Topic models are also referred to as probabilistic topic models, which refers to statistical algorithms for discovering the latent semantic structures of an extensive text body. In the age of information, the amount of the written material we encounter each day is simply beyond our processing capacity. Topic models can help to organize and offer insights for us to understand large collections of unstructured text bodies. Originally developed as a text-mining tool, topic models have been used to detect instructive structures in data such as genetic information, images, and networks. They also have applications in other fields such as bioinformatics[1] and computer vision.[2]

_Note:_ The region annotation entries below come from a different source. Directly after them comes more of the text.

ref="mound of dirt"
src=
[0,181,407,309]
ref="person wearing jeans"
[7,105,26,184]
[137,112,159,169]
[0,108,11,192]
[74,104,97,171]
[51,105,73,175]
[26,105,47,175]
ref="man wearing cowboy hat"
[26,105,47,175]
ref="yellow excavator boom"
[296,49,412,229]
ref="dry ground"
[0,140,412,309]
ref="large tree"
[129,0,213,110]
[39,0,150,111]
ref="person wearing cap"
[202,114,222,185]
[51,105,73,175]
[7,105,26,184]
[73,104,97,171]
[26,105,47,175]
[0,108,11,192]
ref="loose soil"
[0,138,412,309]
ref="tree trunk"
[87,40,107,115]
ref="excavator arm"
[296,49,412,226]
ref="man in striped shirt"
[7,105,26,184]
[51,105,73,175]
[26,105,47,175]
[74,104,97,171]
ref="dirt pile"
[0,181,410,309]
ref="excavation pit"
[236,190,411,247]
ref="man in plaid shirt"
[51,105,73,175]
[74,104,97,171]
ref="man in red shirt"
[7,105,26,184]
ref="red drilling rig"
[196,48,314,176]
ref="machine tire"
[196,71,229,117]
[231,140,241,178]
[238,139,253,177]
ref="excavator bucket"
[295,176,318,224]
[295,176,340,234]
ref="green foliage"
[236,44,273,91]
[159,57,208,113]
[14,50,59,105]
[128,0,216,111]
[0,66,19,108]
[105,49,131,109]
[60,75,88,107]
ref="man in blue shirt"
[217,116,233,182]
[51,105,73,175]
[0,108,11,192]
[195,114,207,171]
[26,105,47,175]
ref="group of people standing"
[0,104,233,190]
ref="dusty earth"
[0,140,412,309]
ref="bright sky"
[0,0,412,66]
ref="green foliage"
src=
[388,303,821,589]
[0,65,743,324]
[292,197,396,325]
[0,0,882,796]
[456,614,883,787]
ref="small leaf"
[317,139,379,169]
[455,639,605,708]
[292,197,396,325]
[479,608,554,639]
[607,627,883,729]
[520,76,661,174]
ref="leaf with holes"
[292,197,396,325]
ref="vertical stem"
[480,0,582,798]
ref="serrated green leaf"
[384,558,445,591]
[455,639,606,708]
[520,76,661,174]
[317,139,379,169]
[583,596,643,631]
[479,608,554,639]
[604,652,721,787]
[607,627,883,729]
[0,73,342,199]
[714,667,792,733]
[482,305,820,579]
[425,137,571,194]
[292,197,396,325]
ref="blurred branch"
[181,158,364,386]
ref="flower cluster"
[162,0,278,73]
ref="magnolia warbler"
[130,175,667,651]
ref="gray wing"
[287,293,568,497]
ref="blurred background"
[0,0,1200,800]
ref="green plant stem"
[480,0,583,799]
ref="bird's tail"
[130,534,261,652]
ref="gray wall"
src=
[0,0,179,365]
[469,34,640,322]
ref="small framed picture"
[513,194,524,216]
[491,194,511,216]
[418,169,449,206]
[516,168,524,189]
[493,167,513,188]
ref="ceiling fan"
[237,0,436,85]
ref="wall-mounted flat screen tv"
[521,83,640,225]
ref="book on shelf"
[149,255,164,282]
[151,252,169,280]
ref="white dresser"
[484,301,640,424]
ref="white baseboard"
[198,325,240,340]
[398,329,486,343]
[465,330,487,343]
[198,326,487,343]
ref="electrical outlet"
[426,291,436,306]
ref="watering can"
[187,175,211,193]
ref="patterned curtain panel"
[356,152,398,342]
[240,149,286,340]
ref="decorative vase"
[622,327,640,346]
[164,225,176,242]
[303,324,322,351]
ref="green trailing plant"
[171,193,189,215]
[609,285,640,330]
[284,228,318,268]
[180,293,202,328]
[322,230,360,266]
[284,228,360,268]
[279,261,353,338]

An early topic model was described by Papadimitriou, Raghavan, Tamaki and Vempala in 1998.[3] Another one, called probabilistic latent semantic analysis (PLSA), was created by Thomas Hofmann in 1999.[4] Latent Dirichlet allocation (LDA), perhaps the most common topic model currently in use, is a generalization of PLSA. Developed by David Blei, Andrew Ng, and Michael I. Jordan in 2002, LDA introduces sparse Dirichlet prior distributions over document-topic and topic-word distributions, encoding the intuition that documents cover a small number of topics and that topics often use a small number of words.[5] Other topic models are generally extensions on LDA, such as Pachinko allocation, which improves on LDA by modeling correlations between topics in addition to the word correlations which constitute topics. Hierarchical latent tree analysis (HLTA) is an alternative to LDA, which models word co-occurrence using a tree of latent variables and the states of the latent variables, which correspond to soft clusters of documents, are interpreted as topics.

Animation of the topic detection process in a document-word matrix through biclustering. Every column corresponds to a document, every row to a word. A cell stores the frequency of a word in a document, with dark cells indicating high word frequencies. This procedure groups documents, which use similar words, as it groups words occurring in a similar set of documents. Such groups of words are then called topics. More usual topic models, such as LDA, only group documents, based on a more sophisticated and probabilistic mechanism.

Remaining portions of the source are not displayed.